Example9: To report on I/O statistics, we use the -b flag with sar. Here’s an example:

[[email protected]:~] $ sar -b 1 2
Linux 2.6.32-642.13.1.el6.x86_64 (linuxnix.com)    10/13/2017      _x86_64_        (2 CPU)
02:34:57 AM       tps      rtps      wtps   bread/s   bwrtn/s
02:34:58 AM     30.00      0.00     30.00      0.00    320.00
02:34:59 AM      0.00      0.00      0.00      0.00      0.00
Average:        15.00      0.00     15.00      0.00    160.00

I’ll briefly describe the fields reported in the output:

tps: Total number of transfers per second that were issued to physical devices.  A transfer is an I/O request to a physical device.  Multiple logical requests can be combined into a single I/O request to the device.  A transfer is of indeterminate size.

rtps: Total number of reading requests per second issued to physical devices.
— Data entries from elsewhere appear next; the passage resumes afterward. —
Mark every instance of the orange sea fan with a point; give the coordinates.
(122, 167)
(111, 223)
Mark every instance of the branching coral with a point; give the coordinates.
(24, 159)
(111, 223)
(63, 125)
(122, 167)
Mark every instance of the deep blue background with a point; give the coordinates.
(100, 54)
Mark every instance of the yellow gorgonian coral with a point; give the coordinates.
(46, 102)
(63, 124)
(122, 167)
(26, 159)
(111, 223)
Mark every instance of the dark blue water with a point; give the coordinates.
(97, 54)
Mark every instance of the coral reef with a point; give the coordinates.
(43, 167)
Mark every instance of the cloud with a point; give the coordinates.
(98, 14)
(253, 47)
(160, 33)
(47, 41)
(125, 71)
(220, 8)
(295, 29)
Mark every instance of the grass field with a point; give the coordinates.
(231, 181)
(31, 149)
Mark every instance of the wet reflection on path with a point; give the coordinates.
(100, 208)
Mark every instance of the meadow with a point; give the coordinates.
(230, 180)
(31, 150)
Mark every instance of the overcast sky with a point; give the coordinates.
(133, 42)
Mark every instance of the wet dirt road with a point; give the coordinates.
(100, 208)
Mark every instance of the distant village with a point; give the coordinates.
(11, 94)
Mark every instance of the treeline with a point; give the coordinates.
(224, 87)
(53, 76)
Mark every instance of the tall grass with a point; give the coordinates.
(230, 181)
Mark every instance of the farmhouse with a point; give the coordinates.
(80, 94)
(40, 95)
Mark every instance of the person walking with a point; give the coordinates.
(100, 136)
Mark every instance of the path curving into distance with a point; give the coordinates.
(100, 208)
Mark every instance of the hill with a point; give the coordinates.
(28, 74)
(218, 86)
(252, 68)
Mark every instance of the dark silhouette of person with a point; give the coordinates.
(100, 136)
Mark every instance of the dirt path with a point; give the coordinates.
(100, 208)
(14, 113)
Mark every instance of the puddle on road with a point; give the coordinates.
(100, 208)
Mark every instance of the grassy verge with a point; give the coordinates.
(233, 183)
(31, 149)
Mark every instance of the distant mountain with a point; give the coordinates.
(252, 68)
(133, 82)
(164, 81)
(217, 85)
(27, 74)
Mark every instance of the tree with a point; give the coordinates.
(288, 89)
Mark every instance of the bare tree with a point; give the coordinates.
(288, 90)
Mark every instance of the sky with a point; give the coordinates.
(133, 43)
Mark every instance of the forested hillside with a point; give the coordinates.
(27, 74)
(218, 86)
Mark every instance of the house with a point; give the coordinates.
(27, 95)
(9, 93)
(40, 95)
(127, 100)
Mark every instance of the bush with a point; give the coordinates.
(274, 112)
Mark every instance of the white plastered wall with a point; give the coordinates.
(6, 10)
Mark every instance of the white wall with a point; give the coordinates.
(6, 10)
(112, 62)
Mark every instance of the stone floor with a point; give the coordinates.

wtps: Total number of write requests per second issued to physical devices.

bread/s: Total amount of data read from the devices in blocks per second.  Blocks are equivalent to sectors with 2.4 kernels and newer and therefore have a size of 512 bytes. With older kernels, a block is of indeterminate size.

bwrtn/s: Total amount of data written to devices in blocks per second.